Purpose of the Study:

  • To biochemically and functionally characterize a ΔPylSn class PylRS from Candidatus Methanomethylophilus alvus.
  • To investigate the evolutionary history and coevolution of PylRS and pyrrolysine tRNA (tRNAPyl).
  • To explore the potential for engineering PylRS systems for expanded genetic codes.

Main Methods:

  • Biochemical assays to determine aminoacylation efficiency.
  • In vivo UAG-readthrough assays to assess protein synthesis.
  • Molecular phylogenetic analysis of PylRS and tRNAPyl sequences.

Main Results:

  • The Ca.
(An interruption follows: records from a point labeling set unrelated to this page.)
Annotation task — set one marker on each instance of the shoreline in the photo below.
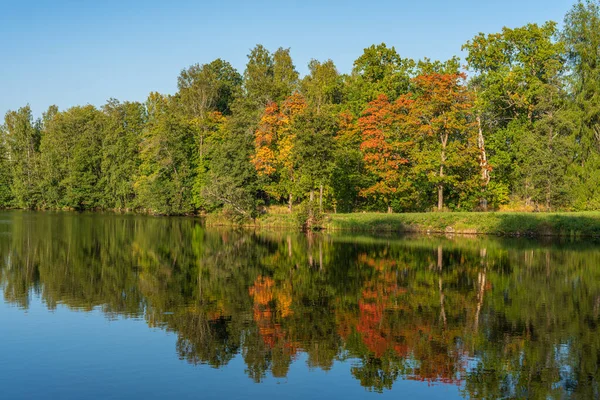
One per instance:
(510, 224)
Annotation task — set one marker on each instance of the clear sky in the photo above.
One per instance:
(74, 52)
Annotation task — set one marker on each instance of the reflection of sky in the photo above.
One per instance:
(69, 52)
(72, 355)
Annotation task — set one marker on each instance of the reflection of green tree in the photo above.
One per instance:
(524, 315)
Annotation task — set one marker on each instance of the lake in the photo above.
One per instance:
(121, 306)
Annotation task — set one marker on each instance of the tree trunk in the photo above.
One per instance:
(321, 198)
(444, 141)
(485, 171)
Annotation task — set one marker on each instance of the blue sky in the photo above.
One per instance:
(79, 52)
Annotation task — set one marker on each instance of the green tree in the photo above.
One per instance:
(121, 152)
(581, 35)
(22, 137)
(168, 160)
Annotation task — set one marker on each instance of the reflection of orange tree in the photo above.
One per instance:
(265, 295)
(405, 317)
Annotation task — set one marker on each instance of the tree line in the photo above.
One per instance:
(517, 126)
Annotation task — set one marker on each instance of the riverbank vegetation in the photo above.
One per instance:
(517, 127)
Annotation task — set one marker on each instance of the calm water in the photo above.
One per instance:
(105, 306)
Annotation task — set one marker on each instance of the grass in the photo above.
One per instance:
(570, 224)
(499, 223)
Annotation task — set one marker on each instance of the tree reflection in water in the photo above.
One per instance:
(498, 318)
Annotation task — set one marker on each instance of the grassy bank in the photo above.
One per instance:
(498, 223)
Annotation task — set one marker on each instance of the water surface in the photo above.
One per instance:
(109, 306)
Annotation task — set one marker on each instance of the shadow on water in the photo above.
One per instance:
(497, 317)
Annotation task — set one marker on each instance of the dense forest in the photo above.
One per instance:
(516, 127)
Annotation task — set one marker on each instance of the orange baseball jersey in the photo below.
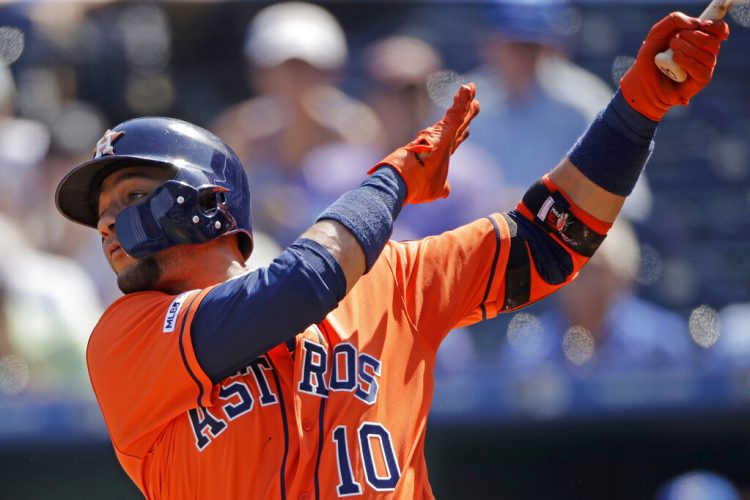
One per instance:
(341, 413)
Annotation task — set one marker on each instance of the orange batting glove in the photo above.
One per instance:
(423, 163)
(695, 44)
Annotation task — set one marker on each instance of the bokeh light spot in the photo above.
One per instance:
(649, 269)
(704, 326)
(14, 374)
(11, 44)
(441, 86)
(578, 345)
(525, 333)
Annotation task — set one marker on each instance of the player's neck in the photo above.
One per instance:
(199, 266)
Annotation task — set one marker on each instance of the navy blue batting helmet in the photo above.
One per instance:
(206, 196)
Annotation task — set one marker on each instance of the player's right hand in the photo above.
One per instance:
(423, 163)
(695, 44)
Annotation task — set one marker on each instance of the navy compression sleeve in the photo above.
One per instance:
(244, 317)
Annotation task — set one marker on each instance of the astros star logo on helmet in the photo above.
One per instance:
(105, 145)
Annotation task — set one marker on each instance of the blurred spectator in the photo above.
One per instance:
(295, 51)
(399, 69)
(535, 101)
(598, 322)
(698, 485)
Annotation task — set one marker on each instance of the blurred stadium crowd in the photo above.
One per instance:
(310, 96)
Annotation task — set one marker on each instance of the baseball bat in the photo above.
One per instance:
(716, 10)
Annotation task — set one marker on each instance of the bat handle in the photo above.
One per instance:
(717, 9)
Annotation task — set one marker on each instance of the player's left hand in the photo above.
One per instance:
(423, 163)
(695, 44)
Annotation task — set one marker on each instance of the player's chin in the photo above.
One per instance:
(140, 275)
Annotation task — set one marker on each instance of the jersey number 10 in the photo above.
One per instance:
(367, 433)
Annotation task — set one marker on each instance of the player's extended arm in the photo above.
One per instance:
(646, 90)
(242, 318)
(563, 218)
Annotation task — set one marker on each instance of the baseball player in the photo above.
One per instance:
(312, 378)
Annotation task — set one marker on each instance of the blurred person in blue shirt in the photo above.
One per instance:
(600, 323)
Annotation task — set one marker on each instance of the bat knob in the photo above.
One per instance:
(666, 64)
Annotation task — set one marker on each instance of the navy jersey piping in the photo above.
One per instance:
(282, 475)
(321, 427)
(182, 351)
(492, 269)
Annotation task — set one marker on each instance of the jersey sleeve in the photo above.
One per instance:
(454, 279)
(500, 263)
(143, 368)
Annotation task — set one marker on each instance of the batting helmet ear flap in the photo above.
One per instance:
(219, 194)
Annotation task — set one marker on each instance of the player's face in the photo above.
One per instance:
(119, 190)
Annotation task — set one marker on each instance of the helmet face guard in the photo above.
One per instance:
(208, 184)
(176, 213)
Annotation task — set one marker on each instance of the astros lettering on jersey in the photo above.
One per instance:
(340, 412)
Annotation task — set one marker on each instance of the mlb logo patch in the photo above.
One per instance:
(170, 320)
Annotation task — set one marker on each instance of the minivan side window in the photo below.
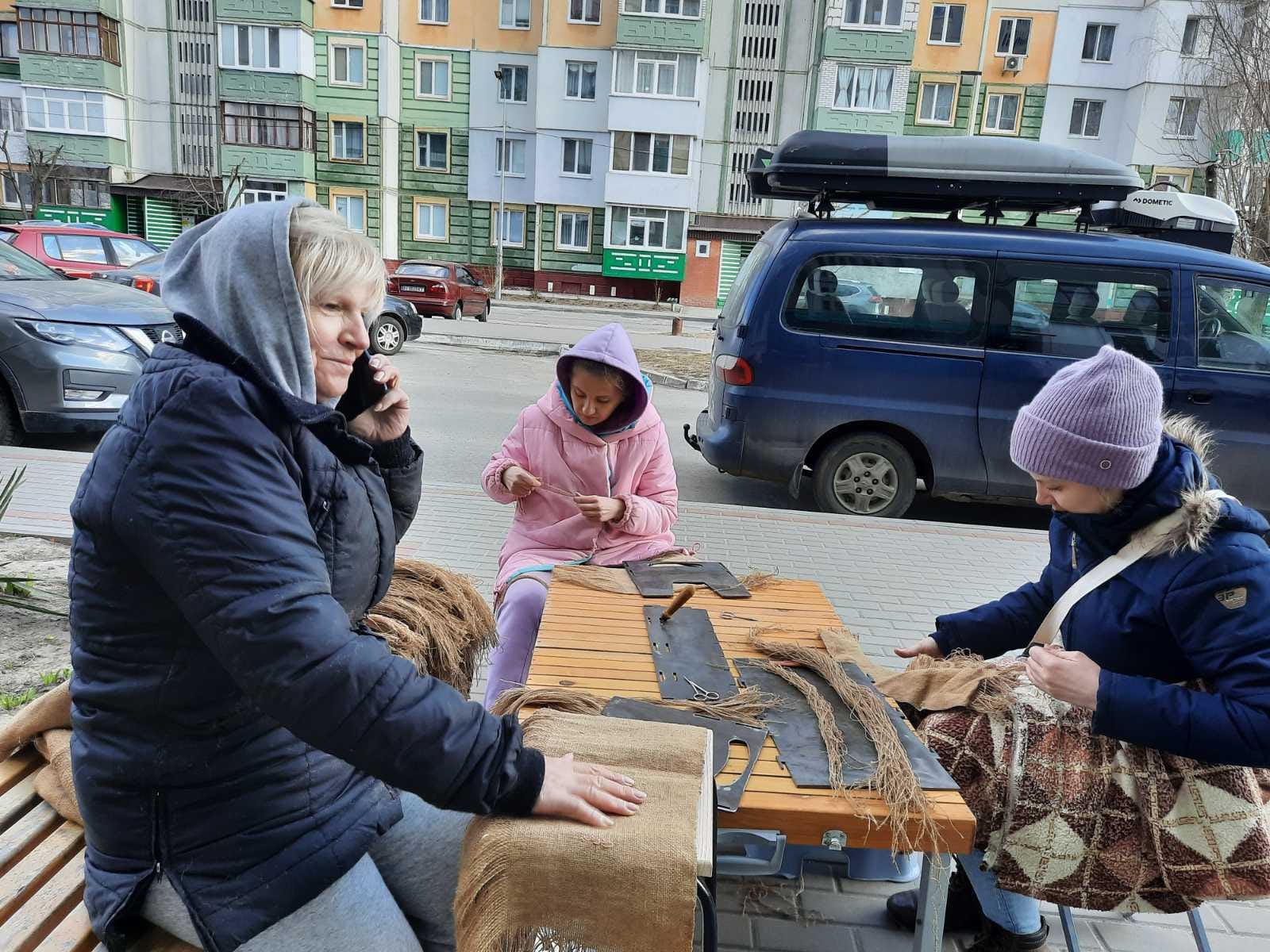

M. alvus ΔPylSn PylRS exhibits reduced aminoacylation efficiency but an expanded amino acid substrate spectrum compared to full-length PylRS.
  • Phylogenetic analysis indicates the PylRS•tRNAPyl pair diverged early in evolutionary history, predating the three domains of life.
  • Emergence of tRNAPyl variants with unique discriminator bases (A73, U73) was observed, alongside coevolutionary patterns with PylRS.

Conclusions:

  • ΔPylSn PylRS enzymes represent a distinct class with altered substrate specificity and maintained orthogonality.
  • The ancient divergence of the PylRS•tRNAPyl pair suggests a long evolutionary history for pyrrolysine incorporation.
  • Engineered PylRS systems utilizing novel tRNAPyl variants hold promise for advancing genetic code expansion technologies.